From the farms of the western county to the visionary suburb of Columbia to the quirky shops on Main Street in old Ellicott City, Howard County is a slice of Maryland of such diversity that it would seem to invite internal contradictions and become a breeding ground for misunderstandings and turf battles.
Thankfully, that has not happened. In fact, the opposite is usually the case as the county fosters a sense of cooperation between its disparate populations and socioeconomic groups.
This is not by accident. The source of Howard County's team spirit can be largely traced back decades to the origins of Leadership Howard County, a kind of course that enrolls leadership talent into a series of lessons imparting networking skills. The idea is to provide each person who completes the course with a "big picture" of Howard County.
Leadership Howard County, which was launched by the Howard County Chamber of Commerce, marks its 30th year in 2015. In that time it has graduated more than 1,150 "students" in its Leadership Premier program, the nonprofit organization's original 10-month course. Others have graduated from two added programs, Leadership U, which is for rising high school juniors, and Leadership Essentials, a class for young professionals.

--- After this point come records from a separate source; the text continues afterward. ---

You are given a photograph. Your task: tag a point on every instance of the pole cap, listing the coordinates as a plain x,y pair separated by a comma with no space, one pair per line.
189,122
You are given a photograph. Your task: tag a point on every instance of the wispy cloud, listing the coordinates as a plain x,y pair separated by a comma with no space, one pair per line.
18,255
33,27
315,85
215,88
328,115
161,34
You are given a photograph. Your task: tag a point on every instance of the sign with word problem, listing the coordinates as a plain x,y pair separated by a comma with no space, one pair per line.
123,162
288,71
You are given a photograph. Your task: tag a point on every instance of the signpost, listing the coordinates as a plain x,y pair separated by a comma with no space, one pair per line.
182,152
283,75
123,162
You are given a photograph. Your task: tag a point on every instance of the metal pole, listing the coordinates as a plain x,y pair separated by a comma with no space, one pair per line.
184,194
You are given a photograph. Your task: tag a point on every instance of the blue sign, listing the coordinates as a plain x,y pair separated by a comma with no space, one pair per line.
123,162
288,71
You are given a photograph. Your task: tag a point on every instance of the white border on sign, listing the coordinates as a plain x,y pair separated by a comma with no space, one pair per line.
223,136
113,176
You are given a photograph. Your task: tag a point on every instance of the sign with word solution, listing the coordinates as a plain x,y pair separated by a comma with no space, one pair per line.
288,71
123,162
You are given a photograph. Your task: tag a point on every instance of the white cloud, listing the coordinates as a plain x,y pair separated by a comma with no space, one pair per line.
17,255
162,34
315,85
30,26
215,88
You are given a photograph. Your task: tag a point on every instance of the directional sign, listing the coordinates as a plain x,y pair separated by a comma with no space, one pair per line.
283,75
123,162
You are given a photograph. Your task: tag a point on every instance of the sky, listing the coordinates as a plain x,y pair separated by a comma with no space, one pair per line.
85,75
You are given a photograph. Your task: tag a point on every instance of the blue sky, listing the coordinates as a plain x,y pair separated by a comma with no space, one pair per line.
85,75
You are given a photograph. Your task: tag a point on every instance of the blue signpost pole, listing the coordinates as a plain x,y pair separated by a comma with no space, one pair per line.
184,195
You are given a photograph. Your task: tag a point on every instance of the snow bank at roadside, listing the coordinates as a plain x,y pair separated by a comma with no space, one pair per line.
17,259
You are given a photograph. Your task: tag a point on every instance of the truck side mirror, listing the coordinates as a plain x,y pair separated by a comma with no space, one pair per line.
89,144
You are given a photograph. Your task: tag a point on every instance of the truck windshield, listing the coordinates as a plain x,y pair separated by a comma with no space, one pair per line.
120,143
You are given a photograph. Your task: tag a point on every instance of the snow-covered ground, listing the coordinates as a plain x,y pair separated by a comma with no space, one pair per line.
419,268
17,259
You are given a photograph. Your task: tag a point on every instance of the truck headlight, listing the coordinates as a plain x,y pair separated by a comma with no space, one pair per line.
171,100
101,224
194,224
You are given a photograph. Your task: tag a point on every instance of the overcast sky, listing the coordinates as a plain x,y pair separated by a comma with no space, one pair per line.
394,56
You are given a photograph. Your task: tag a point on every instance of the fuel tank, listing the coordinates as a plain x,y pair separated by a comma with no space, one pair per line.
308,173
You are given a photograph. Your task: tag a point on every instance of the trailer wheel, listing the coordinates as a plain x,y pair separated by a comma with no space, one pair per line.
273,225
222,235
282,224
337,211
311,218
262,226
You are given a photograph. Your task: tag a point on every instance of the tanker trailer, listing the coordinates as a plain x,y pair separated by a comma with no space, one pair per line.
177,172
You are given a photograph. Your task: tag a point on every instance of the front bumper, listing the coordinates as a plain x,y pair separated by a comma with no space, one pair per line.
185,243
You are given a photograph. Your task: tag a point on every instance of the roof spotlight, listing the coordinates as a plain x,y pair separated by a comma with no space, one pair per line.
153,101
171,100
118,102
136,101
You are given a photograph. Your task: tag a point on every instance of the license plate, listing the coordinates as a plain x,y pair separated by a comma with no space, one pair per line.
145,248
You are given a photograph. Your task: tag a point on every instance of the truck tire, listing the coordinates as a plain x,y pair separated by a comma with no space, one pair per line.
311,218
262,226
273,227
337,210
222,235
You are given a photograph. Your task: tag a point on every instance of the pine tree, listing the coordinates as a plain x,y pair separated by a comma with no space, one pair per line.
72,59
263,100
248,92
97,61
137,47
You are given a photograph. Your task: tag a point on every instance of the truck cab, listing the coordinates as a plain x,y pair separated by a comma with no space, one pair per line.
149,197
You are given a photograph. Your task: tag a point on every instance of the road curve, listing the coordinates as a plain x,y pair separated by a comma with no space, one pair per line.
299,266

Organizers say the program results in a "cross fertilization of ideas" that exposes the interconnectivity of county organizations. The outcome of this experience is a sense of all for one, one for all.
"Howard County is small enough that it's not hard to learn about," said Leadership's president and CEO Stacie Hunt, who completed the course in 2002 as a United Way manager. "Our purpose is to get more people to see that what happens elsewhere impacts the county — we don't have a moat separating us."
One goal of Leadership Howard County is to acknowledge that Columbia is the county's economic powerhouse, but to make sure all communities are given their due.
At the beginning, LHC was regarded as a finite project that would eventually run out of steam. That proved unfounded. This year's class of 49 leaders graduated June 9. They will join the existing cadre of men and women who serve in industry, politics, nonprofits, government work and other fields and who share a common goal — what's best for Howard County.